Spencer v. WoodsAnnotate this Case
282 S.W.2d 851 (1955)
Imon G. SPENCER et al., Appellants, v. William T. WOODS et al., Appellees.
Court of Appeals of Kentucky.
October 7, 1955.
D. E. Wooldridge, La Grange, for appellants.
James A. Hall, La Grange, for appellees.
This case is before us on a motion for an appeal from a judgment on the pleadings *852 in favor of William T. Woods, (defendant below), and from the dismissal of Imon G. Spencer's, (plaintiff below), amended complaint for failure to state a claim therein upon which relief could be granted. We are sustaining the motion because we think the judgment should be reversed.
Spencer entered into a tenancy agreement with Woods, under which the latter agreed to tend an apple orchard on Spencer's farm. Woods was to spray and trim the trees, and perform the ordinary tasks involved in such an undertaking. Spencer, upon maturity of the crop, sold the apples on the trees for $250, without the knowledge or consent of Woods. He then filed his complaint to prevent Woods from interfering with the sale, and to collect $200 in damages. He alleged that sum as the difference between the price received for the crop and the net price which his share would have brought had Woods given proper care to the orchard. Woods denied any breach of his agreement with Spencer and counterclaimed for $125 one-half of the sale price of the apples.
On this appeal Spencer contends that his pleadings properly set forth a claim upon which he could prove damages on a trial; and also, that in view of the damages resulting from Woods' breach of his agreement, Woods was not entitled to judgment for one-half of the sale price of the apples.
A complaint should not be dismissed for failure to state a claim unless it appears to a certainty that the claimant is entitled to no relief under any state of facts which could be proved in support of the claim. Perry v. Creech Coal Company, D.C.Ky., 55 F. Supp. 998; Clay, CR, 12.02 (7); Moore's Federal Practice, 2nd Ed., section 12.08. In dismissing Spencer's complaint, the lower court apparently adopted the view that his claimed damages were so remote and conjectural as to be, as a matter of law, nonrecoverable. We have held that uncertain, contingent, and speculative damages can not be recovered. Barley's Adm'x v. Clover Splint Coal Co., 286 Ky. 218, 150 S.W.2d 670; Beaver Dam Coal Co. v. Brashear, 246 Ky. 69, 54 S.W.2d 609; Union Cotton Co. v. Bondurant, 188 Ky. 319, 222 S.W. 66. In 1895, this Court stated that, due to the uncertainty of the market and the season, it was impossible to calculate the profits lost by a tenant from the landlord's refusal to give possession of the farm as agreed. Smith v. Phillips, 29 S.W. 358, 16 Ky.Law Rep. 615. However, that case differs materially from the case at bar. The Smith case dealt with a crop which had never been planted. There the tenant was attempting to estimate what he might have raised had he been permitted to perform his contract. The amount of effort which he might have put forth, the season, and the market price were necessarily conjectural. In the instant case the landlord is seeking damages after the crop had matured. The market price and seasonal conditions are susceptible of proof. The only dispute is whether or not the tenant exercised reasonable care in tending the crop, and if not, what would have been the value of the crop had he done so.

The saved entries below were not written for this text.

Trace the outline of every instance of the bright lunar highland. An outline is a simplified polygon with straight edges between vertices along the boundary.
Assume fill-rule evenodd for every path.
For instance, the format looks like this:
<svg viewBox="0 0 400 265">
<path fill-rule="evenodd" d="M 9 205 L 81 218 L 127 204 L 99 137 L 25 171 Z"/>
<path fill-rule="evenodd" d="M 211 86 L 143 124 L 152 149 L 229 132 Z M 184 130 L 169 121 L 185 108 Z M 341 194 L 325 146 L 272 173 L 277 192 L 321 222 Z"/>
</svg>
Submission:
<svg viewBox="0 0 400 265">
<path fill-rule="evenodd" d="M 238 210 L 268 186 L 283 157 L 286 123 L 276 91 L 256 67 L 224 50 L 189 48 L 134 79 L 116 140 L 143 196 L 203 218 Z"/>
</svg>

In Turpin v. Jones, 189 Ky. 635, 225 S.W. 465, the importance of the time when such suits are brought was emphasized. A tenant sued one month after the contract had been made and breached for damages resulting from the landlord's refusal to deliver possession of the farm. The damages were held to be purely conjectural, but it was intimated that had the tenant waited until after the crop had matured, he could have recovered. See also Adams v. Hambrick, 161 Ky. 797, 171 S.W. 398.
Hence, it is clear that, while damages in this type of case may be difficult to prove, nevertheless they are not conjectural and speculative as a matter of law. If, on a trial, Spencer should be able to prove, beyond the realm of speculation, that had the crop been properly tended, as agreed, it would have had a greater value than was realized from it, he would be entitled to a recovery. Under the circumstances, it was error to dismiss the complaint for failure to state a claim upon which relief could be granted.
*853 In view of our decision on the dismissal of Spencer's complaint, it was improper to grant a judgment on the pleadings to Woods. A trial of the cause will necessitate consideration of Woods' performance of his duties under the contract. What, if anything, he may be due must await the outcome of the trial. It follows that the judgment on the pleadings was improperly granted. Such can be granted only if, on the facts, the moving party is clearly entitled to judgment. Moore's Federal Practice, 2nd Ed., section 8.03.
Judgment reversed, with directions to set it aside, and for proceedings consistent with this opinion.